Tout le monde devra mettre de l’eau dans son vin, estime pour sa part M. Imbleau. Sans les nommer, il affirme que « certains membres de la chaîne logistique » devront faire des « sacrifices ». De plus, il ne faut pas oublier qu’environ la moitié des conteneurs qui transitent par le port sont acheminés par les transporteurs ferroviaires, ajoute-t-il.

Sur la moitié [des conteneurs] qui arrivent et partent par camion, il y en a peut-être 30 % qui seront touchés par la fermeture du tunnel. Il ne faut pas amplifier la chose pour l’industrie du camionnage qui vient au port de Montréal.

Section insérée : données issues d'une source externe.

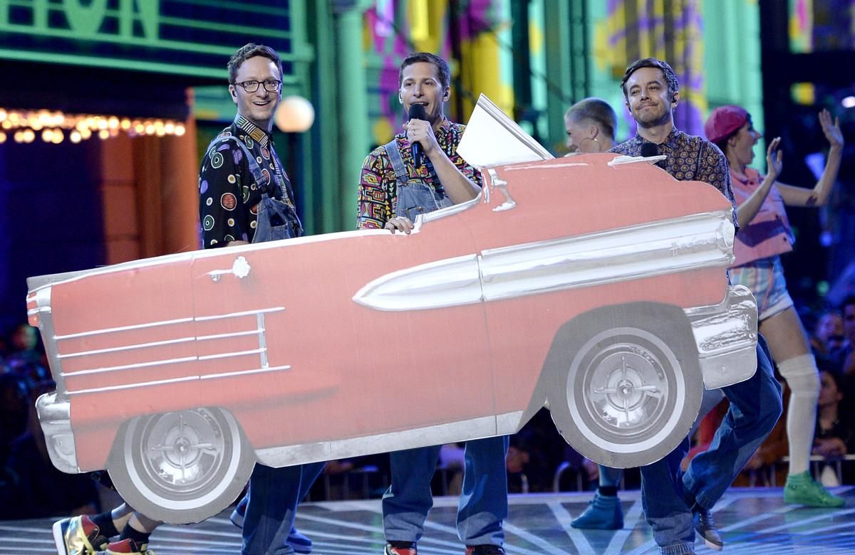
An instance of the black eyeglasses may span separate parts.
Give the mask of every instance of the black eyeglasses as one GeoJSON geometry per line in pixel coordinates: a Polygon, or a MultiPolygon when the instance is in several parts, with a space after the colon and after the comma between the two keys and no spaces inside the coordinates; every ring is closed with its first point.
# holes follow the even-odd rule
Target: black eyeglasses
{"type": "Polygon", "coordinates": [[[256,91],[258,91],[258,85],[262,83],[264,84],[264,90],[268,92],[276,92],[279,91],[279,88],[282,86],[282,82],[275,79],[265,79],[263,81],[243,81],[242,83],[235,83],[235,85],[239,85],[246,92],[255,92],[256,91]]]}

Martin Imbleau, président-directeur général de l’Administration portuaire de Montréal

N’empêche, Jean-Paul Rodrigue, expert en transport maritime et professeur à l’Université Hofstra, à New York, croit que les travaux dans le tunnel risquent de faire grimper les coûts de transport.

« Imaginez un camionneur qui effectue quotidiennement trois tournées au port de Montréal et qui doit descendre à deux à cause du chantier, souligne l’expert. Il risque d’augmenter ses frais pour contrebalancer sa perte de revenus. Pour les gens qui dépendent du camionnage, les coûts augmentent. »

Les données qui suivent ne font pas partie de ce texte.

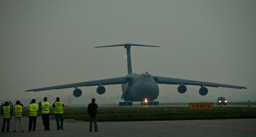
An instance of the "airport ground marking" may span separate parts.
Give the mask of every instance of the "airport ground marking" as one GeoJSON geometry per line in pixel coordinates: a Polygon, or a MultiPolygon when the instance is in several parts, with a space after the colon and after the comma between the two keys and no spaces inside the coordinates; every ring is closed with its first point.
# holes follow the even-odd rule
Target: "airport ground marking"
{"type": "Polygon", "coordinates": [[[256,130],[256,128],[245,128],[245,127],[232,127],[232,126],[225,126],[217,125],[211,125],[204,124],[194,124],[194,123],[191,123],[169,121],[158,121],[160,122],[166,122],[166,123],[173,123],[173,124],[184,124],[184,125],[199,125],[199,126],[205,126],[205,127],[221,127],[221,128],[227,128],[238,129],[240,129],[240,130],[256,130]]]}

M. Rodrigue estime qu’il est encore trop tôt pour dire si les travaux de réfection du tunnel mineront la compétitivité du port de Montréal. Les travaux doivent s’échelonner sur trois ans, mais si le chantier accuse plusieurs années de retard et qu’il est difficile d’avoir accès au port, certaines compagnies maritimes pourraient être tentées de réfléchir.

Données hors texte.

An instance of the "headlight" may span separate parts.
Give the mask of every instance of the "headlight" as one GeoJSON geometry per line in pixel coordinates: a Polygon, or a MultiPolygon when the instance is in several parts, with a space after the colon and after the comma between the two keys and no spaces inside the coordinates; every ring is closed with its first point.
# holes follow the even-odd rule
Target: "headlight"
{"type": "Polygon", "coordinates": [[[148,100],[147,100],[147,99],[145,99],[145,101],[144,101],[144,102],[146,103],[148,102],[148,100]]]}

Trois voies du tunnel Louis-Hippolyte-La Fontaine sur six seront fermées jusqu’en 2025.

Une évaluation qui s’étire pour le projet Contrecœur

Le président-directeur général de l’Administration portuaire de Montréal (APM), Martin Imbleau, espère avoir obtenu toutes les autorisations d’ici le printemps dans le dossier du projet de terminal portuaire de Contrecœur. Ottawa a donné son feu vert au projet, mais l’Administration doit obtenir un permis de Pêches et Océans Canada en ce qui a trait à son plan de contingence pour la protection du chevalier cuivré. Le chantier doit empiéter partiellement sur l’habitat de ce poisson menacé de disparition. La facture du projet Contrecœur devrait osciller entre 750 et 950 millions. « C’est sûr que de construire en 2023, ça va coûter plus cher que de construire en 2019 », a répondu M. Imbleau, lorsqu’interrogé sur les coûts du projet et l’inflation. « On effectue une mise à jour de l’estimation chaque année. »

En savoir plus
  • 1,7 million
    C’est la quantité de conteneurs qui ont été manutentionnés au port de Montréal en 2021.